Linux workstation, MPI and QA tests


Click here for full thread
Just Got Here
Hello !

By following the instructions of the "How-to: Linux workstation platforms" I compiled a "serial" (i.e. non-mpi) and a mpi binary of nwchem 6.1 , see end of this message for the exact options and procedure.

The serial/tcgmsg parallel binary, i.e. compiled without setting any MPI environment variables, tests mostly ok.
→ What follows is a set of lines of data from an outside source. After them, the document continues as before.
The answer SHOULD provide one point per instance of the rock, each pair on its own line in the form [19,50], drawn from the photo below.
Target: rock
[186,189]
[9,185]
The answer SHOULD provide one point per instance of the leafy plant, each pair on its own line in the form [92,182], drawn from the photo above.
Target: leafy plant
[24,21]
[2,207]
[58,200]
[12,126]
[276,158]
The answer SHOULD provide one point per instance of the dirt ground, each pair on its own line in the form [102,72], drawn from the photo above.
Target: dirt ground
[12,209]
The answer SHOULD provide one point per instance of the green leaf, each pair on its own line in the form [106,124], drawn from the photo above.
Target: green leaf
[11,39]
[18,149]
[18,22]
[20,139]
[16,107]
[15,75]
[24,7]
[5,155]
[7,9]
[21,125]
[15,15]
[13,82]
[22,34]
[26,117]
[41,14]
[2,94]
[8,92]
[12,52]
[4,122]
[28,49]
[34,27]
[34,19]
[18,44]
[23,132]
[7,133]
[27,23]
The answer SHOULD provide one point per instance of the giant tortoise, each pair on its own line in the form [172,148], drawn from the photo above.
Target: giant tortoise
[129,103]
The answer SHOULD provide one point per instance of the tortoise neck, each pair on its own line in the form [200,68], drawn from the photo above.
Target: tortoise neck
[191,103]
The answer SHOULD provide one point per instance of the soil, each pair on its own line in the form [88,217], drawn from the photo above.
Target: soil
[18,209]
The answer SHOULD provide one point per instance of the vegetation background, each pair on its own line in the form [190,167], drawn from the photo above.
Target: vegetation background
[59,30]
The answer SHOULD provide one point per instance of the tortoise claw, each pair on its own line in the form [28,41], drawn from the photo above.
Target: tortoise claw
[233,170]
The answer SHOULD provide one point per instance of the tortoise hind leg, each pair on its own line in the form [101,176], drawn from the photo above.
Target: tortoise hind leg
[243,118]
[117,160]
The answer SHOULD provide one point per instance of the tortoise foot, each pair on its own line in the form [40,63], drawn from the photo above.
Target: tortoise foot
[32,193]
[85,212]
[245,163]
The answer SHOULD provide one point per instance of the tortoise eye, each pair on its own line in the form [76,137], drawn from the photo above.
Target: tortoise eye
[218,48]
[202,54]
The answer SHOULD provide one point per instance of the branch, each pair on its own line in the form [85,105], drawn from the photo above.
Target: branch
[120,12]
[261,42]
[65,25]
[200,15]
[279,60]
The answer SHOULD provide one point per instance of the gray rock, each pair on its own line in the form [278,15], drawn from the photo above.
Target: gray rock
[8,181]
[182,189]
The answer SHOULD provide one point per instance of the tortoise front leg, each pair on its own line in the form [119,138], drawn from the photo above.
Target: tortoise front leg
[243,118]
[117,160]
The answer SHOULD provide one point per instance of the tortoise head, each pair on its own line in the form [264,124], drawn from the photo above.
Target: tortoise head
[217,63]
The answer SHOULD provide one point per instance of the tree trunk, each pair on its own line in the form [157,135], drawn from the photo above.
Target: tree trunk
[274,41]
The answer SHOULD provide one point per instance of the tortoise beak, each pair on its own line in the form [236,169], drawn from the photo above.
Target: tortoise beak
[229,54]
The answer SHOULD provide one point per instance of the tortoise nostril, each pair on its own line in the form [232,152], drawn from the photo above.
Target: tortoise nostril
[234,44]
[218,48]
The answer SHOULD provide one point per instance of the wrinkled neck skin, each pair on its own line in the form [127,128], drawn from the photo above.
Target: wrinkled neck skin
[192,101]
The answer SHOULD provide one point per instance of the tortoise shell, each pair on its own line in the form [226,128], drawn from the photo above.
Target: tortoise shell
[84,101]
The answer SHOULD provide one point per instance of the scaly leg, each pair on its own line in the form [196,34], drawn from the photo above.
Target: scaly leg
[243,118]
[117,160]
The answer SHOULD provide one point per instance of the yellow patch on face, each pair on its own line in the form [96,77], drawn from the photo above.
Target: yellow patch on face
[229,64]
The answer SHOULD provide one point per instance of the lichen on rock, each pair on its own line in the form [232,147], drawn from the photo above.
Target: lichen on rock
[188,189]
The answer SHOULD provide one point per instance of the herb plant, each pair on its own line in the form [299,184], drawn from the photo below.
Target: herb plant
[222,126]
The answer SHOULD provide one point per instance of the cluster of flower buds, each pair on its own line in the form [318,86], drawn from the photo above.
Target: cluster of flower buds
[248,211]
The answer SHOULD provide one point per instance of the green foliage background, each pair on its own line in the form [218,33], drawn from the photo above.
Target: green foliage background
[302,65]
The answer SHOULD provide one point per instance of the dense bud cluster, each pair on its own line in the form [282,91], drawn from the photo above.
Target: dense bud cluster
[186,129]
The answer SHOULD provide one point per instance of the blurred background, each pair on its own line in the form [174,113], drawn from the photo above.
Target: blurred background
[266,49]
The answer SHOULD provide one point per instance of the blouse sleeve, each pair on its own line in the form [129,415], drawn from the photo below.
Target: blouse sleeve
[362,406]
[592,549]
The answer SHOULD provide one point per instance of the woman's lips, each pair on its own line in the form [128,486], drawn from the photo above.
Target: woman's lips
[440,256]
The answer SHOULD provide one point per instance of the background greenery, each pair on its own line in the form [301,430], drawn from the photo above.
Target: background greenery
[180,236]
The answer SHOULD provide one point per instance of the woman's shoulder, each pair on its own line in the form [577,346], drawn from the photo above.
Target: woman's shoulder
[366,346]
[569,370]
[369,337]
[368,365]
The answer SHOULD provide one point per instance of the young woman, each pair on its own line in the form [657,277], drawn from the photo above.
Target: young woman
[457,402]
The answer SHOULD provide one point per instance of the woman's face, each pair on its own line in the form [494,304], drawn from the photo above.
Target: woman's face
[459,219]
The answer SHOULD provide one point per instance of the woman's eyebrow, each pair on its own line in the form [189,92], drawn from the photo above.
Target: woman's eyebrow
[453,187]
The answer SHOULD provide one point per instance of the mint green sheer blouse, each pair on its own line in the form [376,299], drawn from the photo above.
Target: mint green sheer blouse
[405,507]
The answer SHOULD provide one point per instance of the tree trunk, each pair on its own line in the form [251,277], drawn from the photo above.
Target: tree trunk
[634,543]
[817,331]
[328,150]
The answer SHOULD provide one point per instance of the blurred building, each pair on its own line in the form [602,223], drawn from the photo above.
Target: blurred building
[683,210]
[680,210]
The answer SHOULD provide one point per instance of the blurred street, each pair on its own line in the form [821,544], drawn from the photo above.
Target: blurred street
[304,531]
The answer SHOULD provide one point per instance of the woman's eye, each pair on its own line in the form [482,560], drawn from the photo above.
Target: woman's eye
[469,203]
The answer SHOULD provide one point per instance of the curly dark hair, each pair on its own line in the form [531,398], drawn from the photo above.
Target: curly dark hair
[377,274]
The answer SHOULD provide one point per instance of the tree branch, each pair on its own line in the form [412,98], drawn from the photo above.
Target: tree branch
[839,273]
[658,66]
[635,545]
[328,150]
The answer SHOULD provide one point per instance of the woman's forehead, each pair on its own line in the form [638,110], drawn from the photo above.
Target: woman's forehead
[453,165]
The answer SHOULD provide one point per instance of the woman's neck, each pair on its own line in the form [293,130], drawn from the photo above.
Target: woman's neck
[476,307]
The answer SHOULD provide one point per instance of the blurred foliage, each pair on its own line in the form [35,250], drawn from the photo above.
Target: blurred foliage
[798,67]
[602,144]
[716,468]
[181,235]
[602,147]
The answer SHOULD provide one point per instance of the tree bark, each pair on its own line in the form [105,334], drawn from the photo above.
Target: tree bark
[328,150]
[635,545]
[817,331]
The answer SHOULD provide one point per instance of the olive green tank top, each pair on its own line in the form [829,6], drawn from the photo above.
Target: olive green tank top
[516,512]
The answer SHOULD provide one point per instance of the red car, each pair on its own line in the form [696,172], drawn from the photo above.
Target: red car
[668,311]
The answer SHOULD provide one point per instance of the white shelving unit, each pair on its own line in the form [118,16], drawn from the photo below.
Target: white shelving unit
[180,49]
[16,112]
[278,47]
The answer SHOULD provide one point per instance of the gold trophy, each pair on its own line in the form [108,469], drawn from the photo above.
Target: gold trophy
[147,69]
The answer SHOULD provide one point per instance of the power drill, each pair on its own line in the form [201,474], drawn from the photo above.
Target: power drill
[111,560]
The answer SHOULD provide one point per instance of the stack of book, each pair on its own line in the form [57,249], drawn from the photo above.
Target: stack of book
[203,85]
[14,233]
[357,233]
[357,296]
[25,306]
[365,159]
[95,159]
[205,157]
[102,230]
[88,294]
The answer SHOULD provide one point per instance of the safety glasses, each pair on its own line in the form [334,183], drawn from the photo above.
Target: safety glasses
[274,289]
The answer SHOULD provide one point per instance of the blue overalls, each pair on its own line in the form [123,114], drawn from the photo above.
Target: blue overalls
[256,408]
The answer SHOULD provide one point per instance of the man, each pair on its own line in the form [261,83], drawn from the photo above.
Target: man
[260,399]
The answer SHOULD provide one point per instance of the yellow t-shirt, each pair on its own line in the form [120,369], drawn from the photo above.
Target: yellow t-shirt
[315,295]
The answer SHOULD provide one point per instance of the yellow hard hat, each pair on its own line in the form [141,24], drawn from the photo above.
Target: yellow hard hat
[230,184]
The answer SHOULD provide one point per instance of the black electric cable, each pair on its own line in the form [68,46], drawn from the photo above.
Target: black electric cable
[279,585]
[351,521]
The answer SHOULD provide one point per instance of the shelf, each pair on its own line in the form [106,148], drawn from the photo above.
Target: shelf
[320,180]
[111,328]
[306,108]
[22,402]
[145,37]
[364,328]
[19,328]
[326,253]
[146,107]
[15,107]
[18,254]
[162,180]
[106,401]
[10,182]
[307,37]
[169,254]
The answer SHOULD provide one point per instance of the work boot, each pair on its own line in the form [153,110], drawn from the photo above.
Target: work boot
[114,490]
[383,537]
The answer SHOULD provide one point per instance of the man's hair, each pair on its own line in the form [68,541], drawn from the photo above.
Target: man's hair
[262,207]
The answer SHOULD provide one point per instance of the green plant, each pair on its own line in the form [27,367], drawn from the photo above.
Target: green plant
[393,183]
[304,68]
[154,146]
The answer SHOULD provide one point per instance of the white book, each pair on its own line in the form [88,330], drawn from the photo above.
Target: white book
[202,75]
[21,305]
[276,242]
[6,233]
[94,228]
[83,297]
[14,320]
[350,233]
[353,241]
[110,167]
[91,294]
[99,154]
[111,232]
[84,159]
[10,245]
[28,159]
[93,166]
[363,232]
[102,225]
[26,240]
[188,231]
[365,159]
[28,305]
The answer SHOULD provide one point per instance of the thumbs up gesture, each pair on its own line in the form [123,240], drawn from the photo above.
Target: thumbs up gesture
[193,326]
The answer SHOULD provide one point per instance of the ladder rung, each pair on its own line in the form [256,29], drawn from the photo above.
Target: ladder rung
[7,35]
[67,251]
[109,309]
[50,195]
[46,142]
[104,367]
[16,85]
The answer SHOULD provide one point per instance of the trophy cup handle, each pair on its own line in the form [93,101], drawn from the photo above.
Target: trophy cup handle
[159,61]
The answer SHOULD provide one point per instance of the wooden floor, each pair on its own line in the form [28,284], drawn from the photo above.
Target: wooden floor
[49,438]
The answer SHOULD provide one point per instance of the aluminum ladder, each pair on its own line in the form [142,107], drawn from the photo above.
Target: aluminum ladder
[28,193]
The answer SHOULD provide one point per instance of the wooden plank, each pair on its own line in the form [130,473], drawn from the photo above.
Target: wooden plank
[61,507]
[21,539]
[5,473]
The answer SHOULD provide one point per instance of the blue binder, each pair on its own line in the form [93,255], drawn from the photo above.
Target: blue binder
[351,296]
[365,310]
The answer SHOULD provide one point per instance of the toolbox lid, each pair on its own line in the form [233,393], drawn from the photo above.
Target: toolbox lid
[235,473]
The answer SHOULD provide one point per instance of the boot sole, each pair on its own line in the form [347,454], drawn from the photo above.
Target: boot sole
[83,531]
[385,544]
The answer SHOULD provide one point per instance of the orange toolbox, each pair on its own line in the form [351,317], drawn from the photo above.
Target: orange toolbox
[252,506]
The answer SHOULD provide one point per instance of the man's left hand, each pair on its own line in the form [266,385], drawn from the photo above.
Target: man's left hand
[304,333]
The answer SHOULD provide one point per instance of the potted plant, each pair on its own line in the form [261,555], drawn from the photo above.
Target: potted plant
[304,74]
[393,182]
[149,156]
Some people have noted testsuite failures in other forum posts and I see similar ones, especially when iterative diagonalizers are used (e.g. pw module, dft_semidirect creates electrons) and the two ZORA tests.

The mpi parallel binary passes doqmtests mostly using 2 to 8 cores, but with doqmtests.mpi I see a failure in the "testtask" test in/after "Checking 3-Dimensional Arrays", i.e. the usual uninformative

 Checking single precisions 
 
 ga_create ........................ OK
 ga_fill_patch .................... OK
 ga_copy_patch .................... OK
 ga_copy_patch (transpose) ........ OK
 ga_scale_patch ................... OK
 ga_add_patch ..................... OK
 ga_sdot_patch .................... OK
 ga_destory ....................... OK
 
 Commencing NGA Test
 -------------------
 
 Checking 3-Dimensional Arrays

Last System Error Message from Task 0:: Bad address
Last System Error Message from Task 1:: Bad address
Last System Error Message from Task 2:: Bad address
Last System Error Message from Task 3:: Bad address
1:Bus error, status=: 7
(rank:1 hostname:neuro24a pid:25580):ARMCI DASSERT fail. ../../ga-5-1/armci/src/common/signaltrap.c:SigBusHandler():222 cond:0
2:Bus error, status=: 7
(rank:2 hostname:neuro24a pid:25581):ARMCI DASSERT fail. ../../ga-5-1/armci/src/common/signaltrap.c:SigBusHandler():222 cond:0
3:Bus error, status=: 7
(rank:3 hostname:neuro24a pid:25582):ARMCI DASSERT fail. ../../ga-5-1/armci/src/common/signaltrap.c:SigBusHandler():222 cond:0


Later computational tests in doqmtests.mpi, e.g. h2o_opt, auh2o, h2mp2, rimp2_ne, scf_feco5, small_intchk, u_sodft ... are ok !


So, my questions are:

1. Should the "Linux workstation platform" compilation instructions result in a binary to be used with mpirun or is only tcgmsg parallel supported ? We will eventually buy 8-socket SMP machines, so this is interesting for us. Please note that ARMCI_NETWORK has not been set during compilation.
2. What is the expected result of the doqmtests.mpi "testtask" test on this platform. I am confused by the fact that the computational tests appear to work while the internal GA/communication tests appear to fail catastrophically.
3. For ARMCI_NETWORK only high speed interconnects are documented as supported. What about ethernet in its 1 GbE or 10 GbE variants ? Can nwchem be compiled to work in that environment across nodes and, if yes, what would be the correct setting for ARMCI_NETWORK ?
4. A comment on the testsuite failures of the serial binary would also be appreciated.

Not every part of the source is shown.